L’Inde est la plus grande démocratie du monde. 1,4 milliards de personnes vivent sur un territoire de 3 268 000 km² répartis en 28 états. Si la langue officielle est l’hindi, avec une langue officielle associée, l’anglais, on compte vingt-six langues régionales et une multitude de langues mineures. La monnaie officielle est la roupie qui vaut actuellement 0,08 €. On trouve de nombreuses religions bien que 80% des Indiens soient hindous. On relève 14% de musulmans, 2,3% de chrétiens, 2% de sikhs et moins de 1% de juifs, jaïns et zoroastriens.

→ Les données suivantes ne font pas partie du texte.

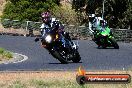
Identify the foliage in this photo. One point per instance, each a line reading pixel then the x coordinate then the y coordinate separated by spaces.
pixel 118 13
pixel 27 9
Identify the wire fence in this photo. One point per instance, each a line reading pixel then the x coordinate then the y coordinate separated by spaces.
pixel 76 32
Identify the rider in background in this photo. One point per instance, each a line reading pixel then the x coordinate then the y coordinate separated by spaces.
pixel 48 22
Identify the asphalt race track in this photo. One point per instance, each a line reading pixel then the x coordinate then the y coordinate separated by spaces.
pixel 40 59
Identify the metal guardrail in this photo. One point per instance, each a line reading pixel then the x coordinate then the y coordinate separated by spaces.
pixel 76 32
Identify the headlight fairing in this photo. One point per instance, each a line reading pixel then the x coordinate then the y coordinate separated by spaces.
pixel 48 38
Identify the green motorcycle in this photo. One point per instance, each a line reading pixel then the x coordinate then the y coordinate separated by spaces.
pixel 105 38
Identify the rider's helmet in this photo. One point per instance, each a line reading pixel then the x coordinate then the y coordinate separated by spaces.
pixel 91 17
pixel 46 17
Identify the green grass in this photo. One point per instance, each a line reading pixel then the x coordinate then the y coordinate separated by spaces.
pixel 4 54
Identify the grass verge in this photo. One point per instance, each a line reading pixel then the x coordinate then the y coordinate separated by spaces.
pixel 53 79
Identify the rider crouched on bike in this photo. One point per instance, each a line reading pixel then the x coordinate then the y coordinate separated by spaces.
pixel 48 22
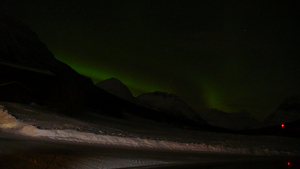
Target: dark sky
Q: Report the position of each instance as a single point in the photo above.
(229, 55)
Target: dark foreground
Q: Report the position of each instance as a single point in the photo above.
(23, 152)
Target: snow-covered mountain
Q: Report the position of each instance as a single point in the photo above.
(171, 104)
(233, 121)
(288, 111)
(117, 88)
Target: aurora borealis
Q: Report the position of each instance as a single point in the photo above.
(231, 55)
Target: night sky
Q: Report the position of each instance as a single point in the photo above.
(228, 55)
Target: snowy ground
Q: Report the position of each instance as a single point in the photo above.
(39, 123)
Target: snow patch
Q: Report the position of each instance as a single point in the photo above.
(7, 121)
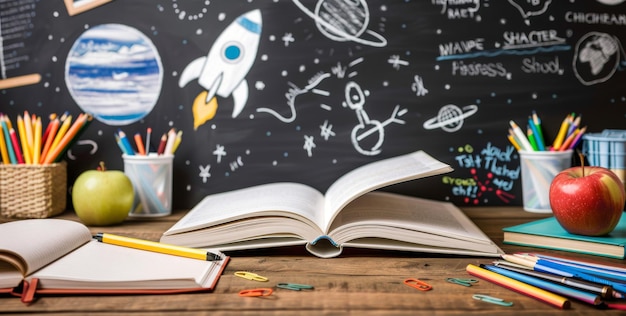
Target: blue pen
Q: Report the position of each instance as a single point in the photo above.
(586, 297)
(581, 273)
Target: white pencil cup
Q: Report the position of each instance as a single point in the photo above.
(152, 180)
(538, 170)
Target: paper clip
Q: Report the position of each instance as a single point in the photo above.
(251, 276)
(418, 284)
(294, 287)
(256, 292)
(491, 299)
(461, 281)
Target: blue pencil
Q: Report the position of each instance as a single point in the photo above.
(548, 286)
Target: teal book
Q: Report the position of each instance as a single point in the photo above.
(547, 233)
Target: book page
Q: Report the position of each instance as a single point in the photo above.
(33, 243)
(9, 276)
(408, 219)
(98, 265)
(377, 175)
(281, 199)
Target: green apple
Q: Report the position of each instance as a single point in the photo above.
(102, 197)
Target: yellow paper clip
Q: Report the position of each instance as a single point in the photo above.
(265, 291)
(418, 284)
(251, 276)
(294, 287)
(460, 281)
(491, 299)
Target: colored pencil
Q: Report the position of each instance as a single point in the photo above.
(139, 144)
(21, 131)
(590, 298)
(37, 141)
(562, 133)
(520, 287)
(16, 147)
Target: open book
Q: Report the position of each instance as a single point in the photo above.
(348, 215)
(60, 256)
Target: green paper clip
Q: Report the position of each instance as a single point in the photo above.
(294, 287)
(491, 299)
(460, 281)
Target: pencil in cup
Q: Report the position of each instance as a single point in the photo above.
(152, 180)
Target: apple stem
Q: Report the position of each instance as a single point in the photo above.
(582, 161)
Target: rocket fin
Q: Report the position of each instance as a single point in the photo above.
(192, 71)
(240, 97)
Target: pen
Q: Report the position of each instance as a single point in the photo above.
(586, 297)
(563, 270)
(147, 245)
(605, 291)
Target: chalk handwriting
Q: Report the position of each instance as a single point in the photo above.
(458, 9)
(491, 172)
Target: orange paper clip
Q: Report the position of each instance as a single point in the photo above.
(265, 291)
(251, 276)
(418, 284)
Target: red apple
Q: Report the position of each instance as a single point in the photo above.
(587, 200)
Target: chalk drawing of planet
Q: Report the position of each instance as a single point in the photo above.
(450, 117)
(114, 72)
(343, 20)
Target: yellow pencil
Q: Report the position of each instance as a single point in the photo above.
(37, 141)
(21, 130)
(520, 287)
(177, 141)
(67, 138)
(560, 137)
(54, 127)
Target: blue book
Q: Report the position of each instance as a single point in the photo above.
(547, 233)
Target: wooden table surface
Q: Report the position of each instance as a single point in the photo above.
(359, 281)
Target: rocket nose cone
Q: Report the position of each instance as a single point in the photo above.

Deux grandes épopées, le Mahabharata et le Ramayana sont les références de la mythologie indienne. Le Mahabharata est une épopée sanskrit comportant 81 936 strophes et considéré comme le plus grand poème jamais composé. C’est une saga mythico-historique contant des hauts faits guerriers qui se seraient déroulés environ 2200 ans avant J-C. Le Ramayana quant à lui est plus court est a été composé plus tard, entre le IIIe siècle avant J-C et le IIIe siècle de notre ère.

Les principales divinités de l’hindouisme sont un trio appelé la Trimurti composée de Brahma, Vishnou et Shiva. Avant l’invasion des Aryens qui débute vers 1500 avant J-C et se poursuit sur plusieurs siècles jusqu’en 600, le nombre de dieux du panthéon indien était bien plus important mais au fil du temps, le nombre a diminué pour finir à cette Trimurti. Brahma est le dieu de la création, Vishnou celui de la conservation et Shiva celui de la destruction. Il subsiste de nombreuses petites divinités comme par exemple Ganesh que l’on trouve quasiment dans chaque maison car il porte bonheur.

Brahma est le dieu de la création. Selon la légende, il a quatre têtes car, après avoir engendré sa fille, il la trouve si belle qu’il en tombe amoureux. Ne voulant jamais la perdre du regard, il se fait pousser trois têtes supplémentaires et ainsi pouvoir regarder aux quatre points cardinaux mais aussi une cinquième pour regarder par le dessus. Shiva, le dieu de la destruction, lui coupera cette cinquième tête. Brahma avait une épouse officielle, Sarasvatry et deux maîtresses, Savatri et Gayari. Shiva en punition, décrète qu’il n’y aurait pas de lieu de culte pour Brahma. C’est pourquoi une seule ville honore et prie Brahma, Pushkar. La monture de Brahma est le cygne, sa couleur le rouge et ses attributs sont un pot à bec pour créer la vie, un rosaire, un livre et le lotus.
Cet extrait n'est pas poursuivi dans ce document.